Para qué los estándares
Una de las creencias más arraigadas en el ámbito del Atlántico Norte es la estar guiados o sometidos a estándares, a normalizaciones que regulan, en último término, el curso de nuestras vidas, y con ellas la mismísima idea de verdad. Visto así no cabe la posibilidad de una forma de vida cuya regulación pueda darse llegando a coincidencias establecidas dentro de una justificación, donde ya se pierde de vista la idea regulativa de verdad, como es el deseo de Habermas.
Pero la pregunta puede hacerse mayor cuando cuestionamos los estándares mismos, incluido el de la justificación. Porque si hay una normalización de la justificación seguiríamos apuntando hacia esa necesidad regulativa a la que se ha hecho referencia antes.
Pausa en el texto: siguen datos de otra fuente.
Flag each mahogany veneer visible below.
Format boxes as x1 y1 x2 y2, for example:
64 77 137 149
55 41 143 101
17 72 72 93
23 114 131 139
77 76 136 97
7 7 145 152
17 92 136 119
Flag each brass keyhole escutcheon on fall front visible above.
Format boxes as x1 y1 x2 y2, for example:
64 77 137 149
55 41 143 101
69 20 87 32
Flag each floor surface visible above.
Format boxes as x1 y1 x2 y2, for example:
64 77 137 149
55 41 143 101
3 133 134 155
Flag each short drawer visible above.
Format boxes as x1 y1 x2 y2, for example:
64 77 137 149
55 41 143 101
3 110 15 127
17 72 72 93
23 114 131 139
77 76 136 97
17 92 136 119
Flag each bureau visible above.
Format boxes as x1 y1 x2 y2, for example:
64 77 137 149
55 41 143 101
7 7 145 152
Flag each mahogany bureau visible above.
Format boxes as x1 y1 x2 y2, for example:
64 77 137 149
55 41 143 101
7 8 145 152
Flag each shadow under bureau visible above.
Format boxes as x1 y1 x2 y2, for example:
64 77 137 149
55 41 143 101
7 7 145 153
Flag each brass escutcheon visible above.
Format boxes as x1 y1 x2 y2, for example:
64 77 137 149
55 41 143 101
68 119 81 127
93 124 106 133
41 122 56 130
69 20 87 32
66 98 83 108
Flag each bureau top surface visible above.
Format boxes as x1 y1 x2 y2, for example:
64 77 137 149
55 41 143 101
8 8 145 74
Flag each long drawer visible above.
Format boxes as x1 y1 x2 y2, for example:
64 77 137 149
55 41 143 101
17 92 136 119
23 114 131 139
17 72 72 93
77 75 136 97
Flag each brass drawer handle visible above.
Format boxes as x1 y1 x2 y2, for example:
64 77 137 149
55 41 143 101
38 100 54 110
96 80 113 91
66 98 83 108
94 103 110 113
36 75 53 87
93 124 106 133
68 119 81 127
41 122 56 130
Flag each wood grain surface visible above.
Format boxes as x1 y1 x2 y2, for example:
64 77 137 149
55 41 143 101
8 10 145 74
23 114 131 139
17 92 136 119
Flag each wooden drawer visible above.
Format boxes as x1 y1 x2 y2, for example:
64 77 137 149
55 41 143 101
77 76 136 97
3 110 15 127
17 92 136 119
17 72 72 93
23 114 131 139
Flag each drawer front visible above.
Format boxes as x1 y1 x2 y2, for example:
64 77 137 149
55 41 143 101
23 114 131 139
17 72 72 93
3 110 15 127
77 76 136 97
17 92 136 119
Parece ser que el peligro radica en que una justificación sin normalizar estaría invalidando cualquier tipo de análisis sociológico para entrar, indefectiblemente, en el plano, por así decir, consuetudinario: algo así como primitivo o salvaje, muy lejos ya de la cultura liberal democrática propia de nuestro ámbito geográfico.
En una palabra, el peligro está en olvidar el primer eslabón de la cadena de nuestra civilización, que no es otro que el principio de verdad dentro del dominio de la razón. Conviene, por tanto, no dejar de lado el macrorrelato que dignifica no sólo nuestra cultura, nuestra teología y nuestra vida, sino también que posibilita el pensamiento político, precisamente el mismo pensamiento que fabrica las normalizaciones, los estándares.
Cuando hemos querido llevar una vida participativa en base a la justificación, huyendo del discurso normativo regulado por la verdad racional establecida, entonces se nos ha exigido una explicación porque parece ser que no tenemos cabida en un mundo ya terminado e imposible de revolucionar mediante una práctica discrepante.